Nigeria Approves Investment-Linked Incentives for Shell’s Bonga South West Oil Project

LAGOS, Jan 23 – Nigeria has approved targeted, investment-linked incentives for Shell’s Bonga South West deepwater oil project, President Bola Tinubu’s office said, as Africa’s largest crude producer seeks to revive investor interest in its offshore energy sector.

The incentives were approved following a meeting between Tinubu and Shell Chief Executive Officer Wael Sawan, and form part of broader regulatory reforms aimed at boosting oil and gas investment and reversing declining production.

“These incentives are not blanket concessions,” Tinubu said in a statement. He said the measures would be ring-fenced and tied specifically to new capital investment, incremental production and strong local content delivery.

Tinubu said he expects the Bonga South West project to reach a Final Investment Decision within the first term of his administration.

Shell took a Final Investment Decision on the Bonga North development in 2024 as part of efforts to sustain output at the Bonga Floating Production Storage and Offloading facility.

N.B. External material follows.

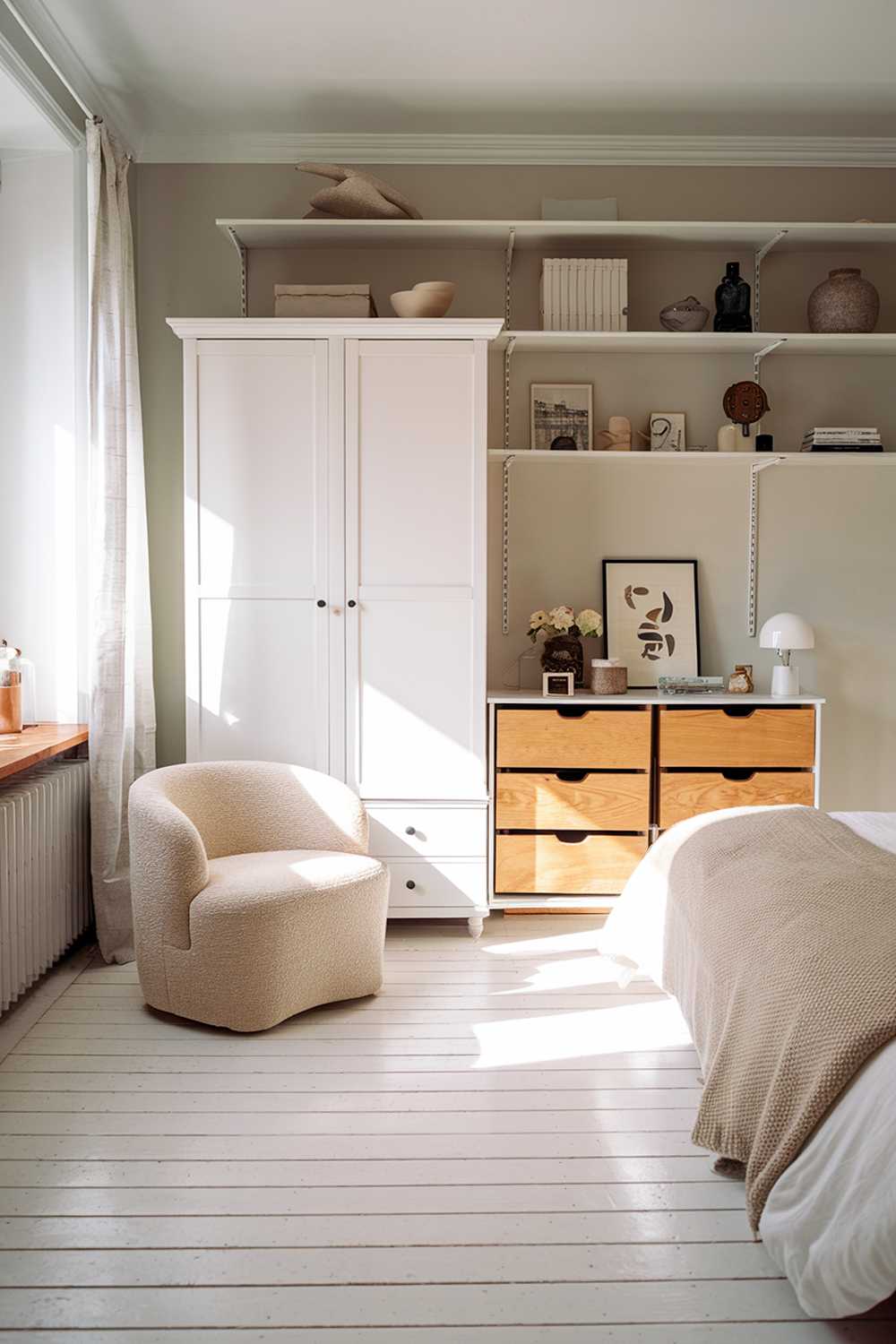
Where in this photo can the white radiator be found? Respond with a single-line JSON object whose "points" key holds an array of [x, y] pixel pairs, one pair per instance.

Since Tinubu took office in 2023, Shell has invested about $7 billion in Bonga North and other Nigerian projects, according to the presidency.

The president’s special adviser on energy, Olu Arowolo Verheijen, said the meeting reaffirmed Shell’s long-term confidence in Nigeria. In a separate post, she said Shell informed the president of plans to invest an additional $20 billion in the proposed Bonga South West project.

Shell did not immediately confirm the investment figure or provide a timeline for a Final Investment Decision.

Last year, Shell increased its stake in the Bonga oilfield to 65% after acquiring shares from TotalEnergies, underscoring its continued focus on offshore Nigeria after exiting most onshore operations.